I’m quite new to KNIME and I’d like to use an LSTM NN for multivariate time series forecasting, however, I’m not sure how to convert my data for this.
Basically I have an excel table with variables as columns and the time steps as rows, and I would like to forecast the number of sales for the next few time steps.
Now, if I understood correctly the LSTM takes the input [time, input_dim], so would that time be the steps I’d like to forecast (e.g. 4 weeks, 1 month etc.) or the time steps I use for training? And input_dim would be the number of variables I have?
Secondly, I’m not sure how to normalize my data. I would like to use e.g. number of sales, temperature, day of the week etc., so I thought I needed to normalize that to values between 0 and 1.
However, if I just feed that normalized data into to the Keras Network Learner node, I get an error because it is not in the integer data format. If I transform the data to integer, it’s not really useful.

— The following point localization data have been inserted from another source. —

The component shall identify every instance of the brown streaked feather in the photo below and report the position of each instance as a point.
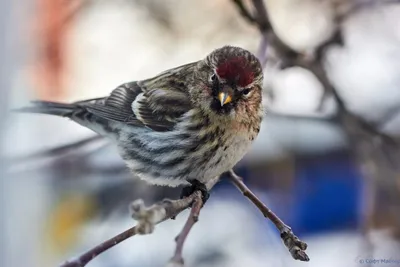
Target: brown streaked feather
(161, 101)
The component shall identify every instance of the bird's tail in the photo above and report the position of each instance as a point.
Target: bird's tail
(51, 108)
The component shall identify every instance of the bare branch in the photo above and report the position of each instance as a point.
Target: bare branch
(180, 239)
(295, 246)
(147, 219)
(244, 11)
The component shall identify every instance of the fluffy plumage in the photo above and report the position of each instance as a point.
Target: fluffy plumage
(175, 127)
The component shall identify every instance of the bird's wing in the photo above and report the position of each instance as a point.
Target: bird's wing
(157, 103)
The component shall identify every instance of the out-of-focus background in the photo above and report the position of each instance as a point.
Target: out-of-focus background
(340, 192)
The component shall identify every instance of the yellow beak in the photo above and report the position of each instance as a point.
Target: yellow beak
(224, 98)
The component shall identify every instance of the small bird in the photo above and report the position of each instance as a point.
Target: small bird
(184, 126)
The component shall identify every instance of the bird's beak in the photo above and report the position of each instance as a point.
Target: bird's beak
(224, 98)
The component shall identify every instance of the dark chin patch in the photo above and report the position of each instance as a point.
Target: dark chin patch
(225, 109)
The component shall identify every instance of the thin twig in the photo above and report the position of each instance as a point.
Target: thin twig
(147, 219)
(180, 239)
(295, 246)
(244, 11)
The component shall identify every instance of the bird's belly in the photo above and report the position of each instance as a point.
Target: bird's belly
(225, 159)
(171, 162)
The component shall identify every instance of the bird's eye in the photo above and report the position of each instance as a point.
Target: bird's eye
(246, 92)
(213, 78)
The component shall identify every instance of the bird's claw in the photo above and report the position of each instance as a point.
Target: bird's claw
(294, 244)
(195, 185)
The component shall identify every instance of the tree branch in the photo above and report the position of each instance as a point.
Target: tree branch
(295, 246)
(181, 238)
(147, 219)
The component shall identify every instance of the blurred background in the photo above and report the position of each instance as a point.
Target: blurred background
(336, 183)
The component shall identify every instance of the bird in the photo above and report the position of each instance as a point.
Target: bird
(182, 127)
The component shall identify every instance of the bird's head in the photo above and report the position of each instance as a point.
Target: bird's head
(230, 82)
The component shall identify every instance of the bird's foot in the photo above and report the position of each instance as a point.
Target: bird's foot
(195, 185)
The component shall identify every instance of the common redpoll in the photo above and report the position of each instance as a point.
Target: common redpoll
(184, 126)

I’m guessing I need to convert my data in a different way but I’m a bit lost as to how…
Any help would be greatly appreciated.
Thank you in advance.
The LSTM takes an input of the shape
(time, input_dim). The
time is the number of timesteps you want to give as a model input while
input_dim is the number of features per timestep (as you said correctly).
This means that every row in your training table has to contain a whole time series of the length
time and the value (/values) you want to predict for this time series. (
time * input_dim columns). Note that you can generate many of these small training time series examples from your whole time series.

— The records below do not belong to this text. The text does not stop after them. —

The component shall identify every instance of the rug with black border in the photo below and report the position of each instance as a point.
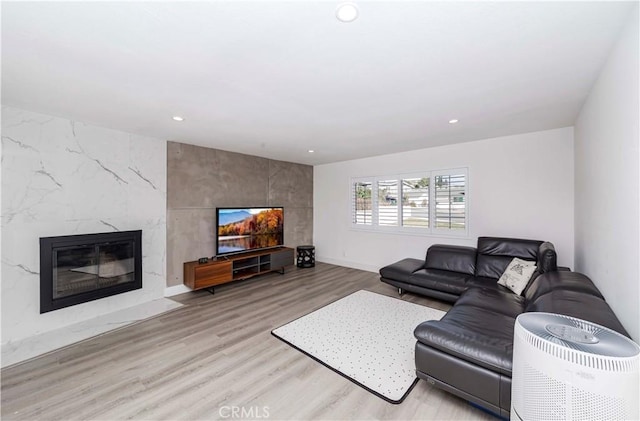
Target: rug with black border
(366, 337)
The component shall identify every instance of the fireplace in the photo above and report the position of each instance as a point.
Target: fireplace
(75, 269)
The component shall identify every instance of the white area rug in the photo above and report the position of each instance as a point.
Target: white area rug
(366, 337)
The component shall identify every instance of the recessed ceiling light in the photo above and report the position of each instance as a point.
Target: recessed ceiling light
(347, 12)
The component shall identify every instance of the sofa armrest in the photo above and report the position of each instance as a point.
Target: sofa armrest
(458, 259)
(547, 258)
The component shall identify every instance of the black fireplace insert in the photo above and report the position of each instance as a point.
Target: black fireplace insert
(75, 269)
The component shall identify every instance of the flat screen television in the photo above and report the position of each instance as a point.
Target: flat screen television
(246, 229)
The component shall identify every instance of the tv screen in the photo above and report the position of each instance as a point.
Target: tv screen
(244, 229)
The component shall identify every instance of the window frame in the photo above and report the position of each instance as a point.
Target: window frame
(432, 229)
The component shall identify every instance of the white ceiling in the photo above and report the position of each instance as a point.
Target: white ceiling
(275, 79)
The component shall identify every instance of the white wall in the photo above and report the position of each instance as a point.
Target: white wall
(519, 186)
(63, 178)
(607, 187)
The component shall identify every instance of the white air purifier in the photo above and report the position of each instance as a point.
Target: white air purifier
(570, 369)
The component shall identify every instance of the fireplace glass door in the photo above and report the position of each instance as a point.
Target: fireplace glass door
(75, 269)
(87, 268)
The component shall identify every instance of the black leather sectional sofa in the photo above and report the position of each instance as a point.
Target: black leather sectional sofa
(469, 351)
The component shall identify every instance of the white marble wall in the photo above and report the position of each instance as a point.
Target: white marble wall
(61, 177)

Your way of normalizing the data sounds fine to me. Make sure to select the right converter in the ‘Keras Network Learner’ node. Probably ‘From Number (double)’ or ‘From Collection of Number (double)’ (if you combine your data into a collection column) and not ‘From Collection of Number (integer) to One-Hot Tensor’. Also make sure that your input layer has set ‘Float 32’ as data type.
Thank you a lot for your help!
That helped clear things up for me.
One additional question, again, I’m not sure if I’m transforming the data correctly here…
I was able to get my network working for 1 time step, however when I tried to use it for more than one (5 in my case), I received an error message “For non-scalar data values, only single column selection is supported.”.
I used the Column Lag and Create Collection Column node to transform the data, so the input data is now “List (Collection of: Number (double)”.
I’m again not sure if this was correct, but I didn’t receive an error about the input shape (I sometimes received an error when the input elements weren’t matching the input neurons).
So I guess my input shape was not completely wrong? (5, 14) in this case, because I would like to use 5 time steps and 14 input dimensions.
Again, thank you in advance.
if you use the “From Collection” converter the whole input data has to be in one collection. You could split the collection columns and use the “From Number (double)” converter with all columns selected.
I have to admit that for two dimensional inputs (which aren’t images) it’s kind of ugly right now. We are working on making that better.
ah, I see, thank you very much :).
That’s okay, it’s great to be working with KNIME anyway.